Sagging angels, wilting lilies, drooping lines from love sonnets, withered swallows, flaccid snakes, limp dragons, shrivelled babies’ names: this will be the view inside the British bathroom, and at the British seaside, and in British hospital beds and morgues, in 2060, when today’s tattoo-wearers now in their prime will be in their seventies and eighties.
None of us thinks we’re going to grow old, but (as happened so cruelly to 1960s rock stars) age will creep up, and the skin will stretch, even that of the handsomest, healthiest tattoo trendsetters with the best body art money can buy.
One such is David Beckham, whose four birds flying up from the floral foliage on his neck towards his left ear and on towards the mini-solar system on his head we gazed at while watching the Beckham four-parter on Netflix, aware that those were just a tiny fraction of the 80 or so tattoos covering his torso and limbs, on which there is now hardly any space left. ‘I’m not even worried,’ Beckham said when asked what his tattoos will look like when he’s old. It will be fascinating to see if he keeps them when his neck gets scraggy.

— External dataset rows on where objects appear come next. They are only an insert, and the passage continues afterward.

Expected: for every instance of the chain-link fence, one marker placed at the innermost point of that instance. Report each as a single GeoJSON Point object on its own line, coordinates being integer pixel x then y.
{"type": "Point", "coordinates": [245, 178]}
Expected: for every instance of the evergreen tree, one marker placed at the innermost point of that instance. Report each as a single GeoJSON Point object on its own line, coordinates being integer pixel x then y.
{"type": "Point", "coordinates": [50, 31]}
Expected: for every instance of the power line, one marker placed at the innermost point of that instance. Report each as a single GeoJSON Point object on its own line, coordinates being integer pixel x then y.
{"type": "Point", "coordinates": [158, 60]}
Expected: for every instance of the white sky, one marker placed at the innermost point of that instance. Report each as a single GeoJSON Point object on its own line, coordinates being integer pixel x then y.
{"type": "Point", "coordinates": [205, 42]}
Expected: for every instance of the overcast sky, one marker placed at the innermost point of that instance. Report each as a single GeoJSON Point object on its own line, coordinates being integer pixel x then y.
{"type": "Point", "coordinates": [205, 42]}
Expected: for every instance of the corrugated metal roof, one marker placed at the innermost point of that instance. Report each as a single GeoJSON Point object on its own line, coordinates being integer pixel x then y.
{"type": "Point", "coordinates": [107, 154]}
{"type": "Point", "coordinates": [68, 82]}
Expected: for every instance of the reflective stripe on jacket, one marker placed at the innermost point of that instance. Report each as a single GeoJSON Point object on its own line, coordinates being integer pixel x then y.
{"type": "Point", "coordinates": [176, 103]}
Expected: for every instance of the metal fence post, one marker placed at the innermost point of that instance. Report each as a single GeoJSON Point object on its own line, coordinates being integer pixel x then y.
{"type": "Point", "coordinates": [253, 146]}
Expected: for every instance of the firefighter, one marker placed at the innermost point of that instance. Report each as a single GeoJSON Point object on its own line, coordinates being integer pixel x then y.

The language has changed from that of remorse to that of just changing your mind
Tattoos have entered the mainstream, as showcased by the angels-and-saints-inked upper and lower arms of the new Precentor of Canterbury, Wendy Dalrymple, who displays them proudly in her official Church of England photo, wearing a sleeveless black clerical blouse. The Revd Alan Moss, Anglican priest in Walthamstow, otherwise known as ‘the Illustrated Priest’, thinks of his tattooed body as a living stained-glass window, telling the stories of the Bible to the public.
Doctors, lawyers, bankers and the Met Police are regular customers among the increasingly middle-class and moneyed clients at my local parlour in Fulham, Ink’d.